Quelques années plus tôt, dans l'un des plus célèbres discours politiques de l'histoire américaine, Martin Luther King, au pied du mémorial de Lincoln, avait déclaré : «Je fais le rêve qu'un jour cette nation se dressera pour vivre en conformité avec ses valeurs :«Nous considérons comme une vérité allant de soi que tous les hommes naissent égaux.» [...] Je fais le rêve qu'un jour mes quatre jeunes enfants vivront dans un pays où ils ne seront pas jugés sur la couleur de leur peau, mais sur leur valeur personnelle.»
ENTENDRE LE MESSAGE
Et voilà qu'aujourd'hui, partout en France, dans des quartiers à forte population issue de l'émigration, des jeunes gens - presque tous de nationalité française - mettent le feu aux voitures, incendient des écoles, dans un accès manifestement spontané de rancoeur envers une société qui leur tourne le dos. Comme la génération précédente des Noirs américains, les jeunes des cités de France sont deux fois plus touchés par le chômage que leur tranche d'âge à l'échelon national, et dans certaines communautés ce taux atteint 40%, voire 50%. Ce sont là les enfants et les petits-enfants des immigrés venus des anciennes colonies françaises d'Afrique, il y a déjà plus d'une génération. Pauvres, sous-éduqués, sans emploi et rejetés par le reste de la société française, les jeunes des banlieues n'ont guère d'espoir d'améliorer leur sort, contrairement à leurs homologues des classes moyennes, en France comme dans toute l'Union européenne, qui font des études supérieures et récoltent les fruits du rêve européen, lequel met l'accent sur la qualité de vie, la mobilité, les droits de l'homme et les droits sociaux, le développement durable et la construction de la paix. La France attend encore son Martin Luther King. Elle attend encore celui qui oserait dire : « Je fais le rêve que tous les citoyens français, chrétiens et musulmans, noirs et blancs, vivront un jour ensemble dans une société d'égaux. »

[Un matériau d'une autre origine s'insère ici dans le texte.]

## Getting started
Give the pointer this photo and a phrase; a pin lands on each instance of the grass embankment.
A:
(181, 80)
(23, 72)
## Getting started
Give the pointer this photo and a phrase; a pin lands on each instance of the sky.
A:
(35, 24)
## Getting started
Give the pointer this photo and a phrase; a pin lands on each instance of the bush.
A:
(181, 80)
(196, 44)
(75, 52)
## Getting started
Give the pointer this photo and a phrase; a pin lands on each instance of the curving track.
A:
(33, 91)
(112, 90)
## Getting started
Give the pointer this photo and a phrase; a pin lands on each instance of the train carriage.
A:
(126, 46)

Les classes dirigeantes françaises devraient prêter l'oreille au message de ces jeunes, musulmans ou pas. A longueur d'interviews, les jeunes émeutiers se plaignent, malgré la nationalité française dont ils jouissent de droit, de ne pas bénéficier du même respect ou de la même considération que leurs concitoyens... C'est pratiquement le même argument qu'on entendait, il y a quarante ans, dans la bouche d'innombrables jeunes noirs et hispaniques des ghettos urbains des Etats-Unis.
PROFITER DE L'OCCASION
Si depuis lors la situation aux Etats-Unis n'a cessé d'empirer, la France offre quelques raisons d'espérer. Du moins ces jeunes déshérités aspirent-ils encore à s'intégrer dans la société. Mais si jamais un jour ils s'en désintéressent, alors il faudra vraiment s'inquiéter. C'est ce qui s'est produit aux Etats-Unis. Certes, le mouvement pour les droits civiques des années 1950 et 1960 avait obtenu quelques avancées : l'intégration d'élèves noirs et pauvres dans des établissements jusque-là réservés à la bourgeoisie blanche, un système de discrimination positive pour améliorer les perspectives d'emploi, des programmes de soutien scolaire. Mais les Noirs américains ont vu beaucoup de ces modestes acquis leur échapper sournoisement dans les années 1980 et 1990.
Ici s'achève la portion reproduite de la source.